Capítulo Veinte y Tres. De lo que sucedió a la celosa Auristela cuando supo que su hermano Periandro era el que había ganado los premios del certamen
 

 

 

¡Oh poderosa fuerza de los celos! ¡Oh enfermedad, que te pegas al alma de tal manera que sólo te despegas con la vida! ¡Oh hermosísima Auristela! ¡Detente: no te precipites a dar lugar en tu imaginación a esta rabiosa dolencia! Pero, ¿quién podrá tener a raya los pensamientos, que suelen ser tan ligeros y sutiles que, como no tienen cuerpo, pasan las murallas, traspasan los pechos y veen lo más escondido de las almas?

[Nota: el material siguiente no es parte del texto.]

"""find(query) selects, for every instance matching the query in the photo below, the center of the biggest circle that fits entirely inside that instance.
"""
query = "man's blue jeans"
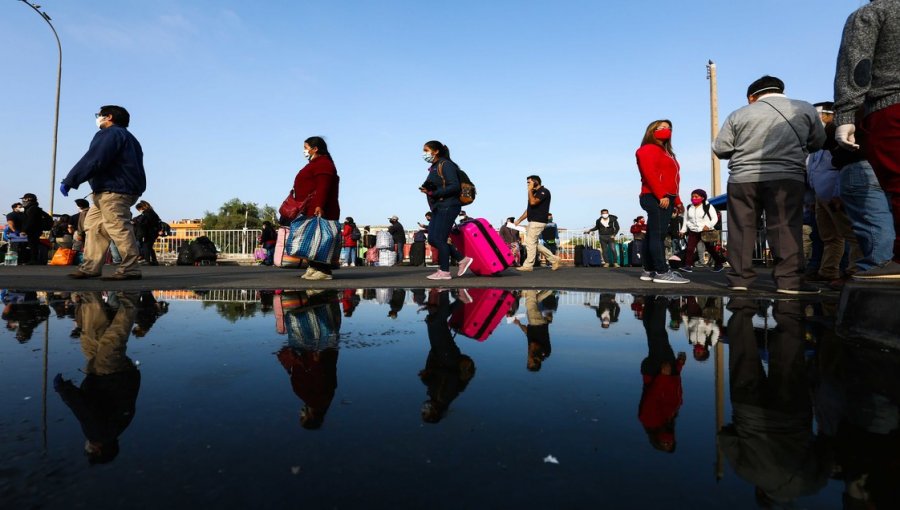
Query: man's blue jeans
(869, 211)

Esto se ha dicho porque, en oyendo pronunciar Auristela el nombre de Periandro, su hermano, y habiendo oído antes las alabanzas de Sinforosa y el favor que en ponerle la guirnalda le había hecho, rindió el sufrimiento a las sospechas y entregó la paciencia a los gemidos, y, dando un gran suspiro y abrazándose con Transila, dijo:

-Querida amiga mía, ruega al cielo que, sin haberse perdido tu esposo Ladislao, se pierda mi hermano Periandro. ¿No le ves en la boca deste valeroso capitán, honrado como vencedor, coronado como valeroso, atento más a los favores de una doncella que a los cuidados que le debían dar los destierros y pasos desta su hermana? ¿Ándase buscando palmas y trofeos por las tierras ajenas, y déjase entre los riscos y entre las peñas y entre las montañas que suele levantar la mar alterada, a esta su hermana, que por su consejo y por su gusto no hay peligro de muerte donde no se halle?

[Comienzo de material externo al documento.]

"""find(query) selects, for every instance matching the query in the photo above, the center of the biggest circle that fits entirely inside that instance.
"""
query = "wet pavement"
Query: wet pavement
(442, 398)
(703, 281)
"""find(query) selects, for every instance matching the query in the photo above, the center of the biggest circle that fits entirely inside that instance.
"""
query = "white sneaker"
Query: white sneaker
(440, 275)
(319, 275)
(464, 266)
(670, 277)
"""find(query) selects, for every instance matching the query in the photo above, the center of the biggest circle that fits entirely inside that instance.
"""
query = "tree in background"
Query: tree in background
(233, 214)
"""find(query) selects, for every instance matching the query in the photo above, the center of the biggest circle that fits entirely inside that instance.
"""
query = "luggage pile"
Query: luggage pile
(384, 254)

Estas razones escuchaba atentísimamente el capitán del navío, y no sabía qué conclusión sacar de ellas. Sólo paró en decir, pero no dijo nada, porque en un instante y en un momentáneo punto le arrebató la palabra de la boca un viento, que se levantó tan súbito y tan recio que le hizo poner en pie, sin responder a Auristela, y dando voces a los marineros que amainasen las velas y las templasen y asegurasen. Acudió toda la gente a la faena; comenzó la nave a volar en popa, con mar tendido y largo por donde el viento quiso llevarla.

Recogióse Mauricio con los de su compañía a su estancia, por dejar hacer libremente su oficio a los marineros. Allí preguntó Transila a Auristela qué sobresalto era aquel que tal la había puesto, que a ella le había parecido haberle causado el haber oído nombrar el nombre de Periandro, y no sabía por qué las alabanzas y buenos sucesos de un hermano pudiesen dar pesadumbre.

-¡Ay amiga! -respondió Auristela-, de tal manera estoy obligada a tener en perpetuo silencio una peregrinación que hago, que hasta darle fin, aunque primero llegue el de la vida, soy forzada a guardarle. En sabiendo quién soy, que sí sabrás si el cielo quiere, verás las disculpas de mis sobresaltos; sabiendo la causa de do nacen, verás castos pensamientos acometidos, pero no turbados; verás desdichas sin ser buscadas, y laberintos que, por venturas no imaginadas, han tenido salida de sus enredos. ¿Ves cuán grande es el nudo del parentesco de un hermano?, pues sobre éste tengo yo otro mayor con Periandro. ¿Ves ansimismo cuán propio es de los enamorados ser celosos?, pues con más propiedad tengo yo celos de mi hermano. Este capitán, amiga, ¿no exageró la hermosura de Sinforosa?; y ella, al coronar las sienes de Periandro, ¿no le miró? Sí, sin duda. ¿Y mi hermano, no es del valor y de la belleza que tú has visto?, ¿pues qué mucho que haya despertado en el pensamiento de Sinforosa alguno que le haga olvidar de su hermana?

-Advierte, señora -respondió Transila-, que todo cuanto el capitán ha contado sucedió antes de la prisión de la ínsula Bárbara, y que después acá os habéis visto y comunicado, donde habrás hallado que ni él tiene amor a nadie, ni cuida de otra cosa que de darte gusto; y no creo yo que las fuerzas de los celos lleguen a tanto que alcancen a tenerlos una hermana de un su hermano.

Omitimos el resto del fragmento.